Labour was still looking the general election victory gift horse of Brexit in the mouth this morning, as news broke of Justine Greening MP challenging Theresa May for leadership of the Tory party.
Ms Greening won the contest thirty seconds later, the Conservatives became the newest pro-Remain party, much to the irritation of the Liberal Democrats, cancelled austerity, causing private fury amongst Labour leaders, and called a snap GE.
All within two minutes of the member for Putney’s rapid acceleration to the top.
“Who will you back? This great, United Kingdom or Mr Jeremy Lexit Corbyn?” Ms Greening asked, speaking from the steps of 10 Downing Street, even as Theresa May was still clearing the Brexit plan fag packets out of her old desk.
“We believed we had as long as we liked to take government,” A spokesman for Labour told LCD Views,
“but we were so busy calling left of centrist remainers yellow Tories on endless Twitter threads we totally missed the moment when the Tories began massaging the party message towards staying in the EU. We were building a movement.”
That moment was on the 15th of January when Boris Johnson said he would rather stay in the EU, than accept a soft Brexit, something the raving, neoliberal, imperial nostalgic freak members of the party would never accept.

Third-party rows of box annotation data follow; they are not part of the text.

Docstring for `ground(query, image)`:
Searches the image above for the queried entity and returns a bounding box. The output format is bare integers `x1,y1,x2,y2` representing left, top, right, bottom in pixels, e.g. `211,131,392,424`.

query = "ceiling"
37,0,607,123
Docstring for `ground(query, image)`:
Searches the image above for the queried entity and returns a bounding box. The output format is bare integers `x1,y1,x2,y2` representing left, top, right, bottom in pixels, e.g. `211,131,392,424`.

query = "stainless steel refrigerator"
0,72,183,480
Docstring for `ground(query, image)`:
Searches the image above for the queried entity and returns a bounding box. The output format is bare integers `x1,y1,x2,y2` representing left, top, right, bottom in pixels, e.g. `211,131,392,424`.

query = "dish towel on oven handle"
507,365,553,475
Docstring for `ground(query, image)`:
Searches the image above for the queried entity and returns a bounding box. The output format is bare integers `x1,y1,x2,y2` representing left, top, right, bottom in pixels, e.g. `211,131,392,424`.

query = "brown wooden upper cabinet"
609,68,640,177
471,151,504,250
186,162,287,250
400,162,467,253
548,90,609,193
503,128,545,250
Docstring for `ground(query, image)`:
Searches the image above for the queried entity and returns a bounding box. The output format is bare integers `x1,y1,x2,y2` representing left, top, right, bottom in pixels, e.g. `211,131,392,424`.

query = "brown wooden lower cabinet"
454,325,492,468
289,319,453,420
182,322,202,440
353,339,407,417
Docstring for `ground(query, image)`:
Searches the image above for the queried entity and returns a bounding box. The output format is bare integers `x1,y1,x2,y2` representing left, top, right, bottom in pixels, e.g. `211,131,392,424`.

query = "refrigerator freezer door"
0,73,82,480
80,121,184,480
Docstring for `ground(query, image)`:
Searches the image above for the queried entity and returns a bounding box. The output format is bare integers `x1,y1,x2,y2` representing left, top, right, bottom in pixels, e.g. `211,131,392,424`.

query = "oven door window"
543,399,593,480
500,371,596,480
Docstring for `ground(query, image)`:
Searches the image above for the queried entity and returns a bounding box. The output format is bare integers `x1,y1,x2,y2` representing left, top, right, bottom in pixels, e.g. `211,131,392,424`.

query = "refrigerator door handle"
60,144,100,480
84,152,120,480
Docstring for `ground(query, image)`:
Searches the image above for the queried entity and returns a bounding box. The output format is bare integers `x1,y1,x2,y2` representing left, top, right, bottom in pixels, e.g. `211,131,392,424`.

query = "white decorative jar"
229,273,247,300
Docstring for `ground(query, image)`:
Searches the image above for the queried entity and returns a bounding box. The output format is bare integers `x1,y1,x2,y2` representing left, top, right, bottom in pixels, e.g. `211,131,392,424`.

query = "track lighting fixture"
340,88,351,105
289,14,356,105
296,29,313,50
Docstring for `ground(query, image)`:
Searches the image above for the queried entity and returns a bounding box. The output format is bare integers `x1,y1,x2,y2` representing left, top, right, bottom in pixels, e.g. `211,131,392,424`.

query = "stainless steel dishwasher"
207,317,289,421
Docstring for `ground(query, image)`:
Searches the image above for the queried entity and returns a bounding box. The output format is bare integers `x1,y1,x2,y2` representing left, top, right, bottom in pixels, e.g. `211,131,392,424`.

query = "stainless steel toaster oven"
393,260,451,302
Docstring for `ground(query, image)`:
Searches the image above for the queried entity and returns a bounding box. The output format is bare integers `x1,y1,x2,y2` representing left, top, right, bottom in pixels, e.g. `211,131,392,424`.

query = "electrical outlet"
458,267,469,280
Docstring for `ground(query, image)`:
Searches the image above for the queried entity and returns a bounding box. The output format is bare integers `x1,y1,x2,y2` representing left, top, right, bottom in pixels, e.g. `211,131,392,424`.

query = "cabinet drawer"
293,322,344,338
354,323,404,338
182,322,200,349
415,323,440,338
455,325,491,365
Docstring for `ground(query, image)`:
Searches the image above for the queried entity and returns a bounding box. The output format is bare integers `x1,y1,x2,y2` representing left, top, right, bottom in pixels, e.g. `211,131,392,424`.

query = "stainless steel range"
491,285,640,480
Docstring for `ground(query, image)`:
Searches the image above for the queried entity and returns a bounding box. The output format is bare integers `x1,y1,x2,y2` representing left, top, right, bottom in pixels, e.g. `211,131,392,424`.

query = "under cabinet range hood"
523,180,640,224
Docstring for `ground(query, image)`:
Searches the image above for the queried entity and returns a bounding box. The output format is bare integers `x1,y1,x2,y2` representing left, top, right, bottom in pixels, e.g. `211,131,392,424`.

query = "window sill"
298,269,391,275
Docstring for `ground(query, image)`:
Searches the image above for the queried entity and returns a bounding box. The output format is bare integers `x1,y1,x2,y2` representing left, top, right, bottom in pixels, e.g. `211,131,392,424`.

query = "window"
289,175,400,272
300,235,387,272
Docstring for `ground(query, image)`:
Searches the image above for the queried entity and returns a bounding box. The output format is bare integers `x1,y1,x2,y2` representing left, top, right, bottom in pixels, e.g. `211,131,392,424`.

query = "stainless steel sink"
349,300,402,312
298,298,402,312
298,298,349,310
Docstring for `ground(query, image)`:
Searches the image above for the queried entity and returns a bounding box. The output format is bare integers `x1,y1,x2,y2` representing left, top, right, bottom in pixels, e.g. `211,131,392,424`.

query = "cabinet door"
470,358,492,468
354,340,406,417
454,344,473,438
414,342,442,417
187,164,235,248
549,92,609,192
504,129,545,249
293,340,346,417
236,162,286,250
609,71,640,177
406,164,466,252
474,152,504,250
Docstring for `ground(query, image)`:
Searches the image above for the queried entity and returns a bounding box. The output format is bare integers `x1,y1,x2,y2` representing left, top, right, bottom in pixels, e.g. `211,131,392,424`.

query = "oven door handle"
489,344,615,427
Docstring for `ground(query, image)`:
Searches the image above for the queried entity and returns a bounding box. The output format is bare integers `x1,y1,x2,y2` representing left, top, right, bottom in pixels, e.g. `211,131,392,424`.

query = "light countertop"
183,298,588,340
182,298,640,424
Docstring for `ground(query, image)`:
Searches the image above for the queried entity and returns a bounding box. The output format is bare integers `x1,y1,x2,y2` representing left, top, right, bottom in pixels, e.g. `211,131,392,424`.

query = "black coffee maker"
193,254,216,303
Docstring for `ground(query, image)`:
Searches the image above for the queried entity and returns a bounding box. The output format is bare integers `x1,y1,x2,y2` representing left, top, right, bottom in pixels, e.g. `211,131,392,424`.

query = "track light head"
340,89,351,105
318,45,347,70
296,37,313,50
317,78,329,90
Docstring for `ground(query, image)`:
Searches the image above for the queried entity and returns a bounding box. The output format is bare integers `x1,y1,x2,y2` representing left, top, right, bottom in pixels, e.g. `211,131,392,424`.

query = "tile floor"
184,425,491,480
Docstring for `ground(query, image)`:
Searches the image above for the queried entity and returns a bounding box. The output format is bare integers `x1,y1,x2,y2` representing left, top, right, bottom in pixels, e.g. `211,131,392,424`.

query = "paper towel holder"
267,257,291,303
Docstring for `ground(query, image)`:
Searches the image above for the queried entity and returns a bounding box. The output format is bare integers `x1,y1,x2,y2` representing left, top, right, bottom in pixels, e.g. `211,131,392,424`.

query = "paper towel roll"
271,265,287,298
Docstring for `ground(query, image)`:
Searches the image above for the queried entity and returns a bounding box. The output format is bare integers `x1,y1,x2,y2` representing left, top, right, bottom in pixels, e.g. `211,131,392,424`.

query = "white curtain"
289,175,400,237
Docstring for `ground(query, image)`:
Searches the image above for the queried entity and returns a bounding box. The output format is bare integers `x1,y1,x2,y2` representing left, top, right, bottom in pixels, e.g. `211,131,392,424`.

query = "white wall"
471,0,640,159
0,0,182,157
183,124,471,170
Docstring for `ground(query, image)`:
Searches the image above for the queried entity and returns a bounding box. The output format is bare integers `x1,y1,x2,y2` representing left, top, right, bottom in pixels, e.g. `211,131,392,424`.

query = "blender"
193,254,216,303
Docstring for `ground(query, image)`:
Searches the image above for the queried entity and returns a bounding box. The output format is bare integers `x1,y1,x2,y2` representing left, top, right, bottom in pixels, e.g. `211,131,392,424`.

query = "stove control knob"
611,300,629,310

It’s either a total victory for the disaster capitalists or slink back into the shadows for a few years.
“People were onto us,” an aide to the new prime minister revealed, “We were ruining the NHS too fast. And when people began to die prematurely in corridors, and the construction sector started collapsing like a deck of cards, but Labour still wouldn’t break ranks with us over Brexit, we knew we had a chance to save our skins.”

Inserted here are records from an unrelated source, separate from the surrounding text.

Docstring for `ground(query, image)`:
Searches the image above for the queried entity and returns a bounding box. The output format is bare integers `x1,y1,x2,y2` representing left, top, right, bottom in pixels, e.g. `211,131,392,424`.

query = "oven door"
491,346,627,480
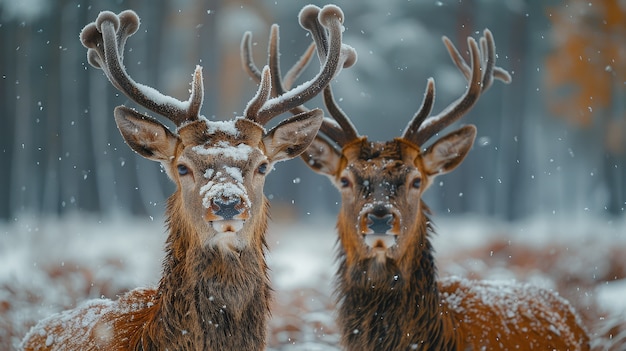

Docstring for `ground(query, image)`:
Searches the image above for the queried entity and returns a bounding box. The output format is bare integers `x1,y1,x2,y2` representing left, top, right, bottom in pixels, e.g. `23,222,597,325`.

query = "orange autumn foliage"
546,0,626,127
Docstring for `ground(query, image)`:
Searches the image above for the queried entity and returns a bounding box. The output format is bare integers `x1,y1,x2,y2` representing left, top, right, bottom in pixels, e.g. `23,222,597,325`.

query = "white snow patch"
192,141,254,161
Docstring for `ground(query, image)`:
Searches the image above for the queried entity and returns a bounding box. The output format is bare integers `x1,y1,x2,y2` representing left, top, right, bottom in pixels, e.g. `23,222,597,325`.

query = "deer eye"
339,177,350,188
256,162,268,174
176,165,189,175
411,178,422,189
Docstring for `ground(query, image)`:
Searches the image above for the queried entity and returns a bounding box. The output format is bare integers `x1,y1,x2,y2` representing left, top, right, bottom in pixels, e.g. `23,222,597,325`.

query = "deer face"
303,126,476,263
80,5,356,252
115,107,321,252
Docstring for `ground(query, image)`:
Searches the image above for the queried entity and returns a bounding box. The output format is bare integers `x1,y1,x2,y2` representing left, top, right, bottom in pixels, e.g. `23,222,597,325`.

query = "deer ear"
263,109,324,163
422,125,476,176
114,106,178,162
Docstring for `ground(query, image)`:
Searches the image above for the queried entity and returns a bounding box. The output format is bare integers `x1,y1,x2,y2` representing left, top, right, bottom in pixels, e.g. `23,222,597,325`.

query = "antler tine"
320,84,359,147
403,29,511,145
256,5,350,124
241,24,315,115
81,10,204,126
402,78,435,144
300,7,359,146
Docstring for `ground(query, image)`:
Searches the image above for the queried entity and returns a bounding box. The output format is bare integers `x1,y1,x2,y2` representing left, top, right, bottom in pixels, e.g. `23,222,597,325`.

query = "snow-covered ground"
0,215,626,350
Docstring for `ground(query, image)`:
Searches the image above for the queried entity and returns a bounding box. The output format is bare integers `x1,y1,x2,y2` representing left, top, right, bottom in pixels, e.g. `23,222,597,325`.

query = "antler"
402,29,511,145
80,10,204,126
241,5,356,123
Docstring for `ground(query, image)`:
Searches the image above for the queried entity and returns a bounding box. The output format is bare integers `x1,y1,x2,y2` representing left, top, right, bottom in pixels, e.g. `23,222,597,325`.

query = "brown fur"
23,158,271,350
305,137,589,351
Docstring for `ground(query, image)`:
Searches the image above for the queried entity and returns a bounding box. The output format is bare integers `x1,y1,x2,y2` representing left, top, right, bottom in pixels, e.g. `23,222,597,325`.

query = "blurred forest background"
0,0,626,221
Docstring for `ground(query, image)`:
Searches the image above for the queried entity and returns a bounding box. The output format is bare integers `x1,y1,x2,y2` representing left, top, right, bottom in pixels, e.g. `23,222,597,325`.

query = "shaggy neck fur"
135,194,271,350
336,206,456,350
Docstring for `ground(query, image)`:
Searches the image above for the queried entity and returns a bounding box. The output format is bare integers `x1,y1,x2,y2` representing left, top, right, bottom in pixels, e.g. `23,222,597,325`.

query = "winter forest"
0,0,626,350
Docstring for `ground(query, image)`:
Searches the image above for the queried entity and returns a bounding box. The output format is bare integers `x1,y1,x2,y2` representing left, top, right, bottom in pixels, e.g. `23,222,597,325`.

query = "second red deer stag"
22,6,353,351
243,12,589,351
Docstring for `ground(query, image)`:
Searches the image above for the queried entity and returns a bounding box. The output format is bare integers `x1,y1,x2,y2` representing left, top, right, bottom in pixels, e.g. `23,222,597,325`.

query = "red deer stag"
22,6,354,350
242,13,589,351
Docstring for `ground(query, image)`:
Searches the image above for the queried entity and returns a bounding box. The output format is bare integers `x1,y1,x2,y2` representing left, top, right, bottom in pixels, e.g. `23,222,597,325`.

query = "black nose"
213,198,241,220
367,213,393,234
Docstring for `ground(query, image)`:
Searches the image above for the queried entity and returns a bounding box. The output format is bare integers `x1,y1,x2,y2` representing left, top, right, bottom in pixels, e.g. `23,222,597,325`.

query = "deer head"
302,24,511,274
81,6,352,252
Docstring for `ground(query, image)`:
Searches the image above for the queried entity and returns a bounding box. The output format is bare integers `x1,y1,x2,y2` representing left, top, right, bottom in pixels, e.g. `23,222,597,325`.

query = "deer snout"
360,203,400,235
206,197,249,222
367,213,393,233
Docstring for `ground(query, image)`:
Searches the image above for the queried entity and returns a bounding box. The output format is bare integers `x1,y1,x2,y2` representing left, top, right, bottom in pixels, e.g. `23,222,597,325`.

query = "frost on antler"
80,10,204,126
241,5,357,121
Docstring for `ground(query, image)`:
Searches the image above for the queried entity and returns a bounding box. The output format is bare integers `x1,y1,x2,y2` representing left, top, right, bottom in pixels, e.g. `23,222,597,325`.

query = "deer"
21,6,355,350
241,16,590,351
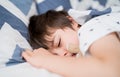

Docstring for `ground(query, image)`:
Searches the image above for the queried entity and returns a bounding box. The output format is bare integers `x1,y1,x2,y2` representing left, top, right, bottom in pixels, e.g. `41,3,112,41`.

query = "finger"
24,49,33,56
22,52,31,61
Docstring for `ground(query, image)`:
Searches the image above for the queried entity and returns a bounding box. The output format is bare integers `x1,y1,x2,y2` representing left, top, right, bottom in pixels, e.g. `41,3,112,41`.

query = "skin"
22,17,120,77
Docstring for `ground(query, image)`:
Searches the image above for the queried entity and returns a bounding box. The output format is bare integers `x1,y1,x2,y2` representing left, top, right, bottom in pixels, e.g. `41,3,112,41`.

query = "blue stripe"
9,0,33,15
94,0,108,7
0,6,28,39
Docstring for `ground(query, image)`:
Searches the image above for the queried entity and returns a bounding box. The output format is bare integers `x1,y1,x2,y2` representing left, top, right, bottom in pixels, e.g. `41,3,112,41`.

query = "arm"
23,34,120,77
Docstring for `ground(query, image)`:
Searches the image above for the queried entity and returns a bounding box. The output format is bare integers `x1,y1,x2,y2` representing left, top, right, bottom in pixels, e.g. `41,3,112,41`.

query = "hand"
22,48,52,68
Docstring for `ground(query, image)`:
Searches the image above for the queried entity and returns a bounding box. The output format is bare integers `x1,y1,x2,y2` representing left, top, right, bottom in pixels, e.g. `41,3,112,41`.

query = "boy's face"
45,27,79,56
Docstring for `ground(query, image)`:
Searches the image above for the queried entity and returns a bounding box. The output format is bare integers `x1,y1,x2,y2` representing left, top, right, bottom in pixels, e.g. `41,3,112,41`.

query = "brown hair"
28,10,72,49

An additional factor appears to have been the majority of Conservative MP’s reading the Brexit impact assessments.
“Of course they exist. We were just lucky we had a serial chancer and blowhard like Davis fronting that farce so the media was too distracted by his constant contradictions to pry too hard. Any MP who read the first paragraph of any of the assessments realised immediately that Brexit was the end of the Conservatives.”
Asked how they plan to respond to the shock election defeat, Labour had this to say,
“It’s okay. Jeremy is happiest building a movement.”